The Chinese Government has authorized 7 GW(e) of new capacity, including the construction of four more units, bringing the total number of authorized units up to nine, with two additional units already under construction. The Government plans to raise total installed nuclear electricity generating capacity from the current 6587 MW(e) to between 32 000 and 40 000 MW(e) by 2020.
FIG. 13. Regional distribution of world nuclear capacity in the IAEA’s high projection until 2030 when extended to 2050 using approximately one third of the median nuclear expansion rates of the IPCC’s SRES (NA: North America; LA: Latin America; WE:
Western Europe; EE: Eastern Europe; ME/SA: Middle East and South Asia; SEA/PAC:
South East Asia and Pacific).
India, which has the most new nuclear construction of any country in the world (nine plants), plans a 100-fold increase in nuclear capacity by mid-century, and an increase from 3% of electricity generation to more than 25%.

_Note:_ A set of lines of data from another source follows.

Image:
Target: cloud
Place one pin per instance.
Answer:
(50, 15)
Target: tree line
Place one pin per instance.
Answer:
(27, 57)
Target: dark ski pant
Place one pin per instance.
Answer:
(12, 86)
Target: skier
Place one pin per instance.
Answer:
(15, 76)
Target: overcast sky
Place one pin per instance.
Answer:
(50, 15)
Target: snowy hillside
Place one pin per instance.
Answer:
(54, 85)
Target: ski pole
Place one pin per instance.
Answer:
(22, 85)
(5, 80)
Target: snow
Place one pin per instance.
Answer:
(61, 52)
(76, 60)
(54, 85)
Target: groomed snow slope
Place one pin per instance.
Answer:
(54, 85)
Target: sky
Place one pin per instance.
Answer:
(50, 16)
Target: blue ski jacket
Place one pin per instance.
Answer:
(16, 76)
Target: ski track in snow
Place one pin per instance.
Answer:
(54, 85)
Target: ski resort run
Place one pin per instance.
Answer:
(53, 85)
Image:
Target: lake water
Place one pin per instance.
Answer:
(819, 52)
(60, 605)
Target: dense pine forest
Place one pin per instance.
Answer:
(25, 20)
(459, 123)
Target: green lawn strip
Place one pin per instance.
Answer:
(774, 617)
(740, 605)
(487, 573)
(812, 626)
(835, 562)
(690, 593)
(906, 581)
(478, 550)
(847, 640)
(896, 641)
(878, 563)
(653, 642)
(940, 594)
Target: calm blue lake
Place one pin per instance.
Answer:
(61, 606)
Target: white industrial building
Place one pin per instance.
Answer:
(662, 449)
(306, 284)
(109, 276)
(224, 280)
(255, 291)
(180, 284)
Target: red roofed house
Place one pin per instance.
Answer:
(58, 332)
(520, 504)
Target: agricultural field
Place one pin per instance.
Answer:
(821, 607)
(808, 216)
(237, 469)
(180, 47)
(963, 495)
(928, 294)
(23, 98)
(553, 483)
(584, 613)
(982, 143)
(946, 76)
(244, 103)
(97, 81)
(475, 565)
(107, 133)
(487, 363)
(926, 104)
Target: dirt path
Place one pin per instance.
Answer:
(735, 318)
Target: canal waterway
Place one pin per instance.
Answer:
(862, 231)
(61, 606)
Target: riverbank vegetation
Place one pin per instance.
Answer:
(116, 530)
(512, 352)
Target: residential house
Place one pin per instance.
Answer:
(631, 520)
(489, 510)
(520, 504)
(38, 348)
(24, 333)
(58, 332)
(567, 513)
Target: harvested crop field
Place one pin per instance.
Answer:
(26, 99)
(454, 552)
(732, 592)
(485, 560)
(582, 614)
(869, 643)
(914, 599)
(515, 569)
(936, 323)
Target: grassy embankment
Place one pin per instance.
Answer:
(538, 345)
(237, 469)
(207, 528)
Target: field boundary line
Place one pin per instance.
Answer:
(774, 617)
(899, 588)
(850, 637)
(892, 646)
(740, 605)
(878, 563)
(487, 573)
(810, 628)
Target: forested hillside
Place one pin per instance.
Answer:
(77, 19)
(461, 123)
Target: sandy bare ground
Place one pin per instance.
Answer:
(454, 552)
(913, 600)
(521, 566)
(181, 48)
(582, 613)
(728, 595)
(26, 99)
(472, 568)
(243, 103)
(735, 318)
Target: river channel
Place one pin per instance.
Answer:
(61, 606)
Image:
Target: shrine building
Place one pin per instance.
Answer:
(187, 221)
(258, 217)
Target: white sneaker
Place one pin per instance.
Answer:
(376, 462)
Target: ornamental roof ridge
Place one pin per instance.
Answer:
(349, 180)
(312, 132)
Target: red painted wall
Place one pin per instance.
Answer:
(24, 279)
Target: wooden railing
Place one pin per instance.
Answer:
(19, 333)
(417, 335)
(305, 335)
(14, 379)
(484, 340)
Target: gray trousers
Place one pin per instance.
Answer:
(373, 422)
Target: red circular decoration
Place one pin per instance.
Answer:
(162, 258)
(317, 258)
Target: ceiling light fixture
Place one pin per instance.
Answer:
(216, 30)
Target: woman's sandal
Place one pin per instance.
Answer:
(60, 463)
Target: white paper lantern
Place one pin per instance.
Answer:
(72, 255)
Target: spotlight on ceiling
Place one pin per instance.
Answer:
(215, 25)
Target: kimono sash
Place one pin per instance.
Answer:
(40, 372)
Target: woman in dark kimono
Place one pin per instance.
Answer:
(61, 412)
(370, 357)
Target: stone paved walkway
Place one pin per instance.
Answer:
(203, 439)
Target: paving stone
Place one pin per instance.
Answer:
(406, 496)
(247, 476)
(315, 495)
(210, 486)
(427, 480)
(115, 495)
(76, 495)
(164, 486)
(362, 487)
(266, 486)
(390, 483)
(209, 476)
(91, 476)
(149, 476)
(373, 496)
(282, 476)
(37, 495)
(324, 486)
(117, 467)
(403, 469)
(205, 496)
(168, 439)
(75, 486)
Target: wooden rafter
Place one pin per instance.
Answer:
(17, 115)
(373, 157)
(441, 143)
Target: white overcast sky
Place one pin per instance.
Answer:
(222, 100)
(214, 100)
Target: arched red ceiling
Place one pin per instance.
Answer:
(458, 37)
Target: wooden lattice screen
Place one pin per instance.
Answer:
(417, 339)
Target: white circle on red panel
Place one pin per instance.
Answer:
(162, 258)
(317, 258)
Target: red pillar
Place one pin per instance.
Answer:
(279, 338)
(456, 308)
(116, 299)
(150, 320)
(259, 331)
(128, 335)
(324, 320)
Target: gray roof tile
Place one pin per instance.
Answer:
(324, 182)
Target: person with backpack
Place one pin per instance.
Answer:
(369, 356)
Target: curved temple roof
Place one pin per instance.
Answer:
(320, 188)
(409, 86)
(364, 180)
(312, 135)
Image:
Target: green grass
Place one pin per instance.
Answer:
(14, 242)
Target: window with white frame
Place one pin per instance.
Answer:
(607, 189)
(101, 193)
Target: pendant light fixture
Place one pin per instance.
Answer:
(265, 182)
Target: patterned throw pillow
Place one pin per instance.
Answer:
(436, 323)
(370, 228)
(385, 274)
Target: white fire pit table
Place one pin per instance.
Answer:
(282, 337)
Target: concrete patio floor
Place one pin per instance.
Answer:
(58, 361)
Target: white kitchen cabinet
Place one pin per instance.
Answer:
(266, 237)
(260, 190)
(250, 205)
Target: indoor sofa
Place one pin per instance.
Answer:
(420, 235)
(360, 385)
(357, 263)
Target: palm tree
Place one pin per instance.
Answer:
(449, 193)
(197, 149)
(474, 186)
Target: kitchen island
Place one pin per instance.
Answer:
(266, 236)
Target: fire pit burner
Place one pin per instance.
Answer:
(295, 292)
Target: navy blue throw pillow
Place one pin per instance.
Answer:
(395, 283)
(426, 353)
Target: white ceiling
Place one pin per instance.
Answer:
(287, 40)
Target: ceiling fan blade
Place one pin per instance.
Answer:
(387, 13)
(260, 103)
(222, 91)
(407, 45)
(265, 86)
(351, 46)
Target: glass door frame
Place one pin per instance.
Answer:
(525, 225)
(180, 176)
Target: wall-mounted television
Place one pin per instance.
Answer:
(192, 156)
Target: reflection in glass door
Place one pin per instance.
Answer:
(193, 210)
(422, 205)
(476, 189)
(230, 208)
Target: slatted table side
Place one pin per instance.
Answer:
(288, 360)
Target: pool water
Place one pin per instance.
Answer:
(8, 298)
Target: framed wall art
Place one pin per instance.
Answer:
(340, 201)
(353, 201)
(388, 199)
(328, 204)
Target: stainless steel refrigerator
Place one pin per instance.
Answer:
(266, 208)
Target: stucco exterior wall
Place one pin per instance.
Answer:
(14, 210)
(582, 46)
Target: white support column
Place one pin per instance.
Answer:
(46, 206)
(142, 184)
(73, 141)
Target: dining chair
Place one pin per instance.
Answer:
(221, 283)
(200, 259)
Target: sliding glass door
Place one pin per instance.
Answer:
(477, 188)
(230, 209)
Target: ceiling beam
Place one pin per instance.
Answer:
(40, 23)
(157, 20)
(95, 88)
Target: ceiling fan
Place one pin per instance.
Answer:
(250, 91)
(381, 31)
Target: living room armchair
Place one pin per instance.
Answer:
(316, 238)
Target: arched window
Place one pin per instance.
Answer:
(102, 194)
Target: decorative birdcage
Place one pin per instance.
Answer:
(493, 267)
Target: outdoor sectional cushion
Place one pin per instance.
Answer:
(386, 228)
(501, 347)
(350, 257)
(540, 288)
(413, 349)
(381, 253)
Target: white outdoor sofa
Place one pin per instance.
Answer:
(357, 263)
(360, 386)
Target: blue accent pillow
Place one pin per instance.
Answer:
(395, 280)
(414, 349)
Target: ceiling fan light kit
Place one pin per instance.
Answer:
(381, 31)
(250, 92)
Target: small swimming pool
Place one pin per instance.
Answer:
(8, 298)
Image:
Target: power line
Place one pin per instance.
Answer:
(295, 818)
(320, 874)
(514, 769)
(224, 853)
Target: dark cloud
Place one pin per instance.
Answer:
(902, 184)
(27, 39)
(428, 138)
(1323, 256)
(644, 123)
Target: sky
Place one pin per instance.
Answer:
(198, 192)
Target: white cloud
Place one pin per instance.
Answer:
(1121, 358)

A 100-fold increase seems enormous, but works out at an average of 9.2% per year. This is well below the pace of global nuclear capacity growth in the 1970s of 21%, but above the average in the 1980s of 8.7%. It is comparable to the 33 year global average growth rate from 1970 to 2003 of 9.4%.
The prospects for expansion of nuclear power also appear to be gaining momentum in other parts of the world, although less dramatically than in China and India. The Russian Federation has two more plants under construction and plans to more than double capacity from the current 22 GW(e) to 53 GW(e) in 2020. The new European Union accession countries and other Eastern European countries with nuclear power have shown a clear determination to retain and expand the nuclear option. Even in Poland, where nuclear development was halted by a parliamentary decision in 1990, the Council of Ministers approved a draft energy policy in early 2005 that explicitly includes nuclear power.
In Western Europe excavation work began in 2004 for Olkiluoto 3 in Finland, a European pressurized water reactor (EPR) that will be the first construction start in the region since 1991. In France, Electricité de France selected a site for a demonstration EPR, with construction expected to begin in 2007.
In the United States of America (USA), the Nuclear Regulatory Commission approved seven more licence extensions of 20 years each (for a total licensed life of 60 years for each plant), bringing the total number of approved licence extensions to 30 by the end of 2004. Some three quarters of the 104 US NPPs have either received, applied for or stated their intention to apply for such licence extensions. The possibility of new construction was further enhanced when the US Department of Energy (USDOE) approved financial assistance to two industrial consortia for NPP licensing demonstration projects, taking advantage of the NRC’s new combined construction and operating licence procedure.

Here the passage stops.